Mystics describe the quest for spiritual truth as a journey we make within our own bodies, within our consciousness. To understand this journey we need first to understand where we start from, our present spiritual condition. The life of each of us, mystics teach, is projected in its perfect whole from a single source beyond time. But on planes of mind and matter, we live our lives under the illusion of time and the law of cause and effect or action and reaction.
Everything we do we have to pay for. The soul, coupled to mind and body, must reap the harvests of these sowings, and moves from life to life, form to form, living and dying over and over again. We are now caught in this cycle, called the wheel of life, the cycle of reincarnation, or the law of karma, which many of the world’s peoples have long understood as a basic fact of life.
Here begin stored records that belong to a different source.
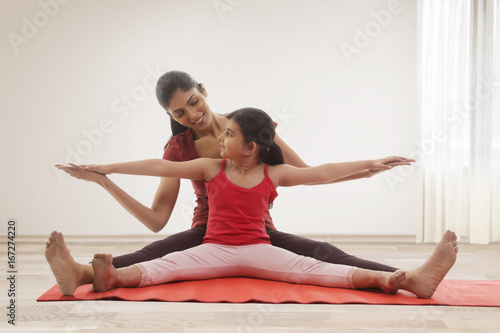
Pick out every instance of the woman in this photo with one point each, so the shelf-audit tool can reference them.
(236, 242)
(185, 101)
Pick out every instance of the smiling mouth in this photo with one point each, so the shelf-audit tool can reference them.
(199, 120)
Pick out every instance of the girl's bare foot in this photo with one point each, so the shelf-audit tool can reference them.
(104, 272)
(424, 280)
(390, 284)
(68, 273)
(385, 281)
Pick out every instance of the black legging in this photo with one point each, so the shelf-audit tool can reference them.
(323, 251)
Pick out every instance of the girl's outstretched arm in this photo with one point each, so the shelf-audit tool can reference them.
(286, 175)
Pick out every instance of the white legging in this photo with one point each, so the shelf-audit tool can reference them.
(264, 261)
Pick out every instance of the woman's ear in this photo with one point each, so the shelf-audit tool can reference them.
(251, 148)
(203, 90)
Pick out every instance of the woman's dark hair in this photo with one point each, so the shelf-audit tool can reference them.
(257, 126)
(167, 85)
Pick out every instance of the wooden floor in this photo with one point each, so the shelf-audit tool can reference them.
(34, 278)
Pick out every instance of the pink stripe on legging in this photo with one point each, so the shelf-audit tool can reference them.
(263, 261)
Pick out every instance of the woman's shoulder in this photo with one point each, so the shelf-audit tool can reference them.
(180, 147)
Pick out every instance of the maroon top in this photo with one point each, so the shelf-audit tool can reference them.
(181, 148)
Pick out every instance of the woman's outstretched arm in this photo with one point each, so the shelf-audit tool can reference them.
(201, 168)
(154, 218)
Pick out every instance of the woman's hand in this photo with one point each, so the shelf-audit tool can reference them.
(91, 173)
(383, 164)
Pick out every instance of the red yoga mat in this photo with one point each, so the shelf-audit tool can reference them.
(242, 290)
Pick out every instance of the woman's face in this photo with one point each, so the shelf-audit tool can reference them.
(190, 108)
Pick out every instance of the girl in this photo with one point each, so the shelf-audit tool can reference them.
(240, 188)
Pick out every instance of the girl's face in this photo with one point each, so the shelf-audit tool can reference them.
(231, 141)
(190, 109)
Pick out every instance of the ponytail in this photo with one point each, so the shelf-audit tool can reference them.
(272, 154)
(256, 126)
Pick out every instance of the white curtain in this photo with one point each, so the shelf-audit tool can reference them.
(459, 62)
Given this situation, how should we choose to act? Mystics urge us to wake up, ask ourselves what it is that makes us suffer and where our real happiness lies, and then make the appropriate choices. They advise us to turn our consciousness away from the pain-filled material life of ceaseless change, the spinning rim of the wheel of life, and toward the stability of life’s unmoving centre.
They explain that at the centre of life is spirit, one and indivisible. Spirit is perfection, imperturbable, the origin of all. From the one emerges all diversity, all forms from the most subtle to the most gross, all activity and complexity, the entire creation. Spirit is love. Spirit is energy. Spirit is life. Mind, matter and senses have no life of their own—they are the means by which spirit expresses and manages itself in material dimensions. Spirit comes from a source beyond mind and matter, and beyond the law of cause and effect. Soul, a drop of spirit that allows a being to be defined apart from the ocean of spirit, is the energy or power that sustains individualized life. When soul, the life force, leaves a body or living being, that body dies, disintegrates, and reverts to its original matter, dust to dust. If spirit leaves the creation, the creation disintegrates and reverts to an earlier, less-formed reality.
The mystic journey of enlightenment, then, is the expansion and deepening of consciousness from life's most transient material manifestations to the permanence of its spirit-filled heart.